Test particle simulation of relativistic electrons interacting with EMIC triggered emissions in the radiation belts

We perform test particle simulations of relativistic electrons interacting with Electromagnetic Ion Cyclotron (EMIC) triggered emissions in a dipole field [1, 2]. When relativistic electrons in the radiation belt interact with EMIC triggered emissions, some of them are trapped by a wave potential and efficiently guided down to lower pitch angles. Repeated interactions through mirror motion result in scattering of relativistic electrons into the loss cone [3]. By assuming the dipole geomagnetic field, we study effects of longitudinal drift of relativistic electrons.
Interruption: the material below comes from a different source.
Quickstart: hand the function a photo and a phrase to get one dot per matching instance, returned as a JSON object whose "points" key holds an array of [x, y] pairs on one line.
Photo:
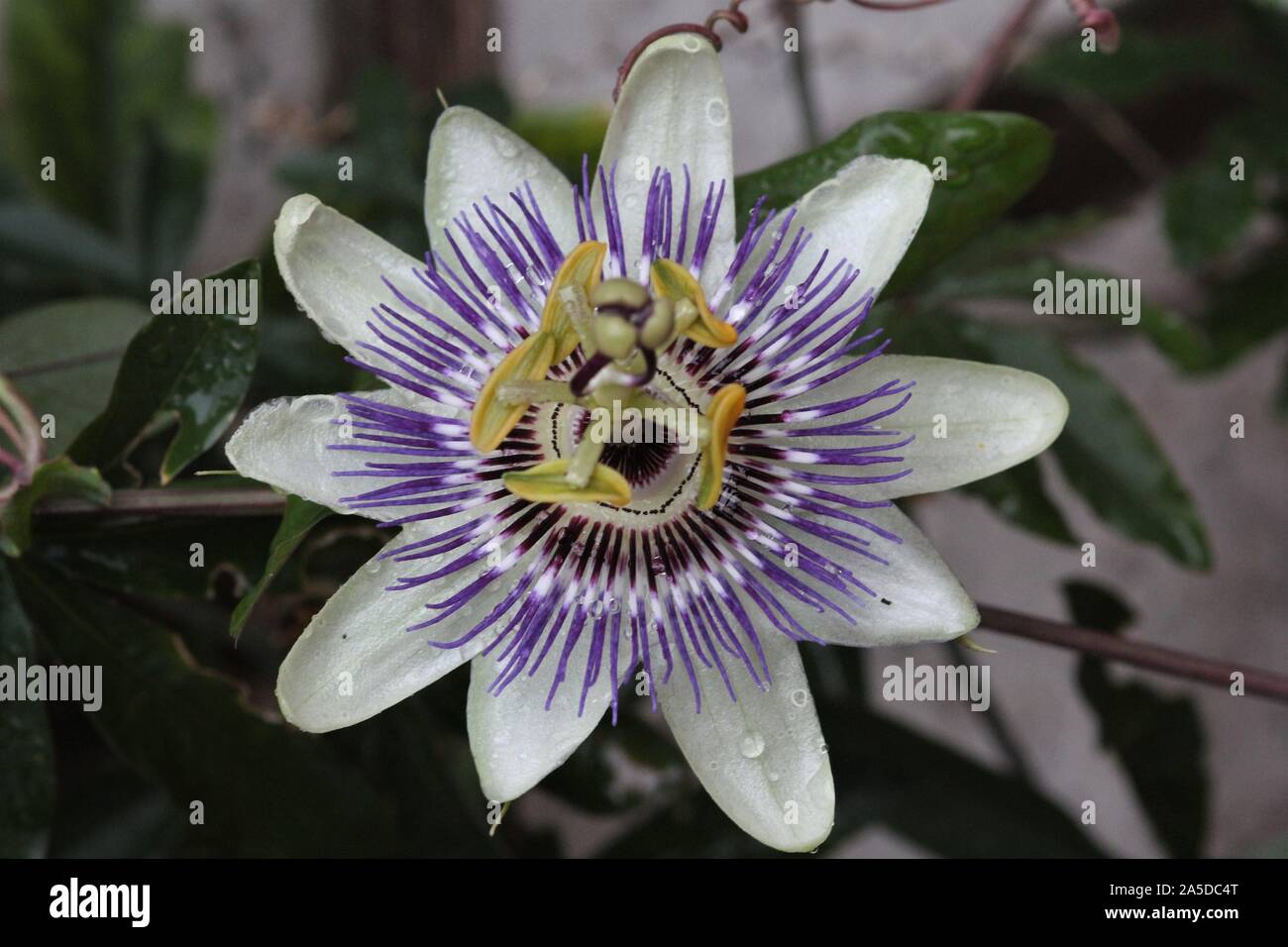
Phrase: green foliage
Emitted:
{"points": [[63, 359], [991, 159], [58, 476], [1106, 451], [106, 95], [191, 369], [1157, 738], [26, 742], [299, 518]]}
EMIC triggered emissions are generated by energetic ions drifting westwards in the longitudinal direction, therefore, they have various longitudinal ranges. We drive conditions of kinetic energies and pitch angles for efficient resonance with EMIC triggered emissions over different longitudinal ranges. Some of the precipitating relativistic electrons can penetrate deep into the neutral atmosphere affecting the atmospheric chemistry [4]. Counting relativistic electrons which fall into the polar region, we find that half of the relativistic electrons interacting with EMIC triggered emissions are precipitated. We obtain the pitch angle distribution in the ionosphere of the polar region.